Airlines & Airports | Michael Isenbek | November 21, 2015

Airlines Pulse: News and Notes for Nov. 21, 2015

JetBlue just became the official airline of the New England Patriots, and star Pats tight end Rob Gronkowski happens to have an uncle who is a chief pilot at JetBlue. Watch the hilarity that ensues in this first of five commercials.

With busy holiday travel about to reach its peak, TSA administrator Admiral Peter Neffenger wrote a guest editorial for USA Today, reassuring travelers that the agency would protect them. Neffenger also countered recent reports of holes in TSA security, among other issues.

A word of warning to the estimated one million people who will unwrap a drone at gift giving time this year: use it responsibly. An individual who maneuvered his drone a little too close to an LAPD helicopter recently received three years probation, 30 days of community service and had his $6,000 worth of equipment confiscated.

If you’re an uber-celebrity arriving or departing from Los Angeles International Airport, it’s normal to wade through a sea of paparazzi, well-wishers and autograph-seekers — which can sometimes throw a wrench into airport operations. Following the lead of London’s Heathrow, LAX will be building a private terminal for celebrities to use.

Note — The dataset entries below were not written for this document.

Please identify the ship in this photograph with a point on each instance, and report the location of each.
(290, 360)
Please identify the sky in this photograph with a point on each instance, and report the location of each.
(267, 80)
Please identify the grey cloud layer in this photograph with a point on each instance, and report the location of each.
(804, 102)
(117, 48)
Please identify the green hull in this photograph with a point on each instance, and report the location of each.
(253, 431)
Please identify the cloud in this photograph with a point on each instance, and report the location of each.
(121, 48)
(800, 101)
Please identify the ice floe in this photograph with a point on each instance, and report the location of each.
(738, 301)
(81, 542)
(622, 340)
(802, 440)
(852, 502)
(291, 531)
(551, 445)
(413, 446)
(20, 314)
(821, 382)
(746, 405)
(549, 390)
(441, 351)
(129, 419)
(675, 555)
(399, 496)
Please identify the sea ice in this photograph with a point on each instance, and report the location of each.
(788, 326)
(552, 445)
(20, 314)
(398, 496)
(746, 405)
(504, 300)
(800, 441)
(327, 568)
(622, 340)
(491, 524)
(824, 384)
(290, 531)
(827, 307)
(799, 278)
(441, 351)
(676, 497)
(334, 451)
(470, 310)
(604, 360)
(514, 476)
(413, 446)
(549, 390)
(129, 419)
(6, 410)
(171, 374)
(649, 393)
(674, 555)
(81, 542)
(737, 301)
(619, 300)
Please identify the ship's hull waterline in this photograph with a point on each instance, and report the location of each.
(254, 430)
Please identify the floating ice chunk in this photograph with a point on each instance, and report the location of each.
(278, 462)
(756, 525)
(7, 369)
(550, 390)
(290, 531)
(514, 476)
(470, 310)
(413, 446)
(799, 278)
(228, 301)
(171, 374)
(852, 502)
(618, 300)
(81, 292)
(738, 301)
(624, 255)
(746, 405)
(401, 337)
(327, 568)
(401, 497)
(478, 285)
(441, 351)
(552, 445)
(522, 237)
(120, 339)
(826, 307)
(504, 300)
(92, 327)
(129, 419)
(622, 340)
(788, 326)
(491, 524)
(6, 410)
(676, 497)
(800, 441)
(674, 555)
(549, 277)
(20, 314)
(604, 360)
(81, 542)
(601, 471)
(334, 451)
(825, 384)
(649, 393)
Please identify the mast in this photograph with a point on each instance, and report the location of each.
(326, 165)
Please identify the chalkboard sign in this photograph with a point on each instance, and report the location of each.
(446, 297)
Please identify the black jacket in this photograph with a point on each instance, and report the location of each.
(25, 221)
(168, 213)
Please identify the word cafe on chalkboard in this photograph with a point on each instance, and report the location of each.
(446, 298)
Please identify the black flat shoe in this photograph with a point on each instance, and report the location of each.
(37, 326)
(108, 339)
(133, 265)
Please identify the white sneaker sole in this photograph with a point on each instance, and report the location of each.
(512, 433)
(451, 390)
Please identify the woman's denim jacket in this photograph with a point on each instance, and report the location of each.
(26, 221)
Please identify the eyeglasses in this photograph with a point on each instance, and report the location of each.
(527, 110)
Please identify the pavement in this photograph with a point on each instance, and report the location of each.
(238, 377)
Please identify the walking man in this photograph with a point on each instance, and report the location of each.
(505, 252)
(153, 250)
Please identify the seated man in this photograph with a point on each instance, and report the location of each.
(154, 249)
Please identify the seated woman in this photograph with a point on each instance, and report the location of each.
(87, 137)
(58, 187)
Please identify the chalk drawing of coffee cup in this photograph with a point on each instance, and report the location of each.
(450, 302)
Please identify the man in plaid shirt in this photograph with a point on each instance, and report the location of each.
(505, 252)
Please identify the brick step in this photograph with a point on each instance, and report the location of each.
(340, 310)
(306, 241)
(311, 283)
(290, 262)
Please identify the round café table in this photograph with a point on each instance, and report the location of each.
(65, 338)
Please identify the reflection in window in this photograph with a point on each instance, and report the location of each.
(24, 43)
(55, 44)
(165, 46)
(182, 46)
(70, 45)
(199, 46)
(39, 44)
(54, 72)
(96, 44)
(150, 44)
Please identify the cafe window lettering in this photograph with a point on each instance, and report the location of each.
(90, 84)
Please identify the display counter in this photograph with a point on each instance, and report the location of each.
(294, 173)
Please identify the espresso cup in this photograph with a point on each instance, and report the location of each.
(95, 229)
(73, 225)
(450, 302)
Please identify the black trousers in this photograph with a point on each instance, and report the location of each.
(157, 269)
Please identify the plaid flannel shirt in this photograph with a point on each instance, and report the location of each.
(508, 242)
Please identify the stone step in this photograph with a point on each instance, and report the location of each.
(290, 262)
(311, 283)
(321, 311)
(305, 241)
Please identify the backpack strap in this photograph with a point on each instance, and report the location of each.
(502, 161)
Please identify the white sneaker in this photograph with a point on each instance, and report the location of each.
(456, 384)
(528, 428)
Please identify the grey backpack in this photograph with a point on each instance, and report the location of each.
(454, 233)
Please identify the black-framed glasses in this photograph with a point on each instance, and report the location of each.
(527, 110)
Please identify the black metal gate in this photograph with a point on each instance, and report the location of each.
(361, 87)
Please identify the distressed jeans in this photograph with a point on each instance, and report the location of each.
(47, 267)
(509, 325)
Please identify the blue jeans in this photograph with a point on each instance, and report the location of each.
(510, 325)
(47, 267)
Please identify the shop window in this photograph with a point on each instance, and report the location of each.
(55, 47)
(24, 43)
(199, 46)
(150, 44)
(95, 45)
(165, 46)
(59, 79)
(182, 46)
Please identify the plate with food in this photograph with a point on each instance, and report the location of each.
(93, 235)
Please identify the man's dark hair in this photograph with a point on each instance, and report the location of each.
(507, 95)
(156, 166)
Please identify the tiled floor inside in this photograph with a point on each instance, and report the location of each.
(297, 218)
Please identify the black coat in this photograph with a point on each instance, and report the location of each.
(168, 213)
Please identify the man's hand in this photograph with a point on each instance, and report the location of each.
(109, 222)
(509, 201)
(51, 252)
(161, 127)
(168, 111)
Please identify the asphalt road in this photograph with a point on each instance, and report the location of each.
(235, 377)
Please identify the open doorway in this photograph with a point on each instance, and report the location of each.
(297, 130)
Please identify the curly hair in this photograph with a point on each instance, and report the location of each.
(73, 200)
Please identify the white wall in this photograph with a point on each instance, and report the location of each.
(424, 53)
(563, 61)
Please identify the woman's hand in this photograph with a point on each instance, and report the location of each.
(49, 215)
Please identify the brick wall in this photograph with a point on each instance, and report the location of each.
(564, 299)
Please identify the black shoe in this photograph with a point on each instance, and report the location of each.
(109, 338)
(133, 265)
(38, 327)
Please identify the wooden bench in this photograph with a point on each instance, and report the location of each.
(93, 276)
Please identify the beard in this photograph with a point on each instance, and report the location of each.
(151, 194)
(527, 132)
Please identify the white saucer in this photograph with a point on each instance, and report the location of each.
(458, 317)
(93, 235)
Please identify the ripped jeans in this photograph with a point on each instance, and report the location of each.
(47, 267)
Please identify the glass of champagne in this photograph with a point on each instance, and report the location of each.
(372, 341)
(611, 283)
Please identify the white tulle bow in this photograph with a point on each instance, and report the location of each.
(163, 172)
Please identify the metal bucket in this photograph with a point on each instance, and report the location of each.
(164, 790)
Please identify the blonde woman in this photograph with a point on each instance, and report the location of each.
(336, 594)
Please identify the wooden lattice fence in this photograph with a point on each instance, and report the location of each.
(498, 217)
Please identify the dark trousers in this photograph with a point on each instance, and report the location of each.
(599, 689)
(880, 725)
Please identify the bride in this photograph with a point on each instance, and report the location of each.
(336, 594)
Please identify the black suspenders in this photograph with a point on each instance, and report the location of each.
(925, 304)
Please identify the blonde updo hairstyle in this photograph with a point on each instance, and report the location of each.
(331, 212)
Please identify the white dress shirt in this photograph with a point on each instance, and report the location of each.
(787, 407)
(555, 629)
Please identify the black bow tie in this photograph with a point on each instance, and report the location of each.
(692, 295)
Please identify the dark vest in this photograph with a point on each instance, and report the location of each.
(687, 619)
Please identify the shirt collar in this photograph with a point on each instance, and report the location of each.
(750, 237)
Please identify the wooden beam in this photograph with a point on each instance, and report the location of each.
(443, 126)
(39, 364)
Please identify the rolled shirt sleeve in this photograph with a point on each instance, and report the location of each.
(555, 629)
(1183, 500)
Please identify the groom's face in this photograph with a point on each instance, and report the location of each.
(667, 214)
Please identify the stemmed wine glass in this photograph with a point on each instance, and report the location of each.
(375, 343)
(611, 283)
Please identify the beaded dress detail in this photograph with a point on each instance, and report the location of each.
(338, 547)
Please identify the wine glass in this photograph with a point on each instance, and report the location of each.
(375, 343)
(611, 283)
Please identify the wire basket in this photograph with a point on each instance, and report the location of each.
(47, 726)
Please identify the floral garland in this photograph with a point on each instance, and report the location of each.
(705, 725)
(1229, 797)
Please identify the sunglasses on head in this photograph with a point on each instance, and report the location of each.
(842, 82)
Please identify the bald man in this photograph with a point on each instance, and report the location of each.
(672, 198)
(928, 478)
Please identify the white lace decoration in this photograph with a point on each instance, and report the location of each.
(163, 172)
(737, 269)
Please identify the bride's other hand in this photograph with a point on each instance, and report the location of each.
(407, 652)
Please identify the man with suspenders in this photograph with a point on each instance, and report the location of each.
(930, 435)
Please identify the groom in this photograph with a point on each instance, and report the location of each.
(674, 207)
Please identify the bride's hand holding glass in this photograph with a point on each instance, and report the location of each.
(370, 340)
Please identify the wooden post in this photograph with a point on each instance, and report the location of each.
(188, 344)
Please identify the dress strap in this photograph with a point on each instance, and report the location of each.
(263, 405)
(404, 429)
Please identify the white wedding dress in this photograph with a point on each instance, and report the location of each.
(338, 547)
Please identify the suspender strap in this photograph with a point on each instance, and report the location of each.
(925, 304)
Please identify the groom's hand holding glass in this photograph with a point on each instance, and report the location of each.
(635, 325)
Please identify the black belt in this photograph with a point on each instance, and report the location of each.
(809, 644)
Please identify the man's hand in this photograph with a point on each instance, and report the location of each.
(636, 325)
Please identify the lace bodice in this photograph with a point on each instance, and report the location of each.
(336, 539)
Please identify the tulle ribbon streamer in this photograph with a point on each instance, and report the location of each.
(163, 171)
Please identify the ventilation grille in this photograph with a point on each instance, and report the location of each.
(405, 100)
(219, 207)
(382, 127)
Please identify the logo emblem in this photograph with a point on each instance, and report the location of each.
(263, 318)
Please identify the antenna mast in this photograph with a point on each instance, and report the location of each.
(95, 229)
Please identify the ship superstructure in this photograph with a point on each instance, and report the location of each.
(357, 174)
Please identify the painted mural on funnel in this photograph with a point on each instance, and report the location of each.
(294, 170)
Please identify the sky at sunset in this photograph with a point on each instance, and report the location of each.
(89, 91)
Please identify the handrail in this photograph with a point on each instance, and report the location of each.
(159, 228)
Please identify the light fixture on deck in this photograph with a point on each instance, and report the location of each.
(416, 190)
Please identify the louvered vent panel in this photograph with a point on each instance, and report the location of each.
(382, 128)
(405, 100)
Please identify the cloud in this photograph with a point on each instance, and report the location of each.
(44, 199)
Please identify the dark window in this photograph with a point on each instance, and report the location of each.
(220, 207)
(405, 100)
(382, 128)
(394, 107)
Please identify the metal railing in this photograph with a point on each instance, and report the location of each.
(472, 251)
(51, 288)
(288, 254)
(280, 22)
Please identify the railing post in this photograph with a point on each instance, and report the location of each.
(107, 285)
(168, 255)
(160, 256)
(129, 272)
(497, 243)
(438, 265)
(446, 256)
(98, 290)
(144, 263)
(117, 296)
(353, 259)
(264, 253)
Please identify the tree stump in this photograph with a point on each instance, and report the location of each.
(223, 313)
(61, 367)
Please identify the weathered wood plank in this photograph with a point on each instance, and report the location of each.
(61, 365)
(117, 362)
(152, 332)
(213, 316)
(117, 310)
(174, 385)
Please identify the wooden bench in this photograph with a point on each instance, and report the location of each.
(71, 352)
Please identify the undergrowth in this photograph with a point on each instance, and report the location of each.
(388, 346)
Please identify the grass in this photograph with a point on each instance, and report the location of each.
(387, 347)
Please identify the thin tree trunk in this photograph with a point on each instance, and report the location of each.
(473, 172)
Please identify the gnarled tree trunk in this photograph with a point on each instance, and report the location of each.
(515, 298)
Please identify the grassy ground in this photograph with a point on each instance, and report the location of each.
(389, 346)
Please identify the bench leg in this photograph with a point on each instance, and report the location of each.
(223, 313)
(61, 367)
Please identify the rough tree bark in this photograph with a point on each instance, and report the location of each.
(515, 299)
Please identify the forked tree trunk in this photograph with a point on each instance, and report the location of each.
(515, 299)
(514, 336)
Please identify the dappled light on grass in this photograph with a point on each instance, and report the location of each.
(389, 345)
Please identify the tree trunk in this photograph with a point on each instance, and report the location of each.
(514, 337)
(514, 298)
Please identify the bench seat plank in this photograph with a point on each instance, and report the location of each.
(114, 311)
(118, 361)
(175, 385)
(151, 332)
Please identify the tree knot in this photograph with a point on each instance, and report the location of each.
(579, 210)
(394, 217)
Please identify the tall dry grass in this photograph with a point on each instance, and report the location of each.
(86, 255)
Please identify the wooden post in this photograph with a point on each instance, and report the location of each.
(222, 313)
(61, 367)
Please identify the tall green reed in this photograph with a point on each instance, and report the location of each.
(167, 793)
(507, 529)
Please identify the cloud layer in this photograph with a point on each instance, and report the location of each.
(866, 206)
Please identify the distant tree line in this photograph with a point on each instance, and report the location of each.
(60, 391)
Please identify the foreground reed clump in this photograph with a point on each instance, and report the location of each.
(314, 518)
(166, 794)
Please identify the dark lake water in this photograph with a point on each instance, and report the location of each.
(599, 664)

Access won’t be free; the price will range from $1,500 to $1,800 per flight.

Starting March 1, 2016, Delta will no longer accept pets as checked baggage — steering customers toward pet transport using Delta Cargo instead (with profuse safety reassurances). Members of the military transporting pets and service animals in the cabin are exempt.

The Partnership for Open & Fair Skies has brought the Open Skies debate into the court of public opinion. This umbrella organization — representing major U.S. airlines, unions and other groups who have been in a longtime battle with Gulf carriers over unfair government subsidies — has purchased full-page ads in such major U.S. newspapers as the Washington Post, New York Times and Wall Street Journal that state its case and urge the Obama Administration to take action to keep commercial airline operations fair.